Problem description

The puzzle input is a list of problems. For each problem, there is a list of numbers, and an the operation that must be applied to numbers : either an addition (+) or a multiplication (*).

For example, the test case I used is :

123 328  51 64 
 45 64  387 23 
  6 98  215 314
*   +   *   +

Part 1

In this part, the numbers are arranged vertically, one number per line. The four problems are : 123*45*6,328+64+98,51*387*215,64+23+314123 * 45 * 6, 328 + 64 + 98, 51 * 387 * 215, 64 + 23 + 314

First, I defined an immutable Problem class, with an array of numbers, and the operation to apply.
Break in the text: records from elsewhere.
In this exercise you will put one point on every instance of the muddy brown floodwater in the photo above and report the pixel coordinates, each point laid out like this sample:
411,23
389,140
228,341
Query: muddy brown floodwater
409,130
For this class, I defined a result method

case class Problem(op: Char, numbers: Array[Long]):
  def result: Long =
    op match
      case '+' => numbers.sum
      case '*' => numbers.reduce((x, y) => x * y)

Input data parsing is straightforward.

private def parseProblems1(input: List[String]): Array[Problem] =
  val matrix = input.init.map(line => line.split(" ").filter(s => !s.equals("")).map(s => s.toLong))
  val ops = input.last.split(" ").filter(s => !s.equals("")).map(s => s.head)

  (0 until ops.length)
    .map(i => Problem(ops(i), (0 until matrix.length).map(j => matrix(j)(i)).toArray))
    .toArray

The final result is given by summing the results obtained for each problem.

def solvePart1(input: List[String]): Long =
  val problems = parseProblems1(input)
  problems.map(x => x.result).sum

Part 2

Now, things become a bit more complicated. The numbers are now written in columns, one in each column, the most significant digit at the top. The four problems in our test case become : 356*42*1,8+248+369,175*581*32,4+431+623356 * 42 * 1, 8 + 248 + 369, 175 * 581 * 32, 4 + 431 + 623

The first thing I did was to find the empty columns, delimiting the problems, and to build a “datamap”, with start and end columns for each problem.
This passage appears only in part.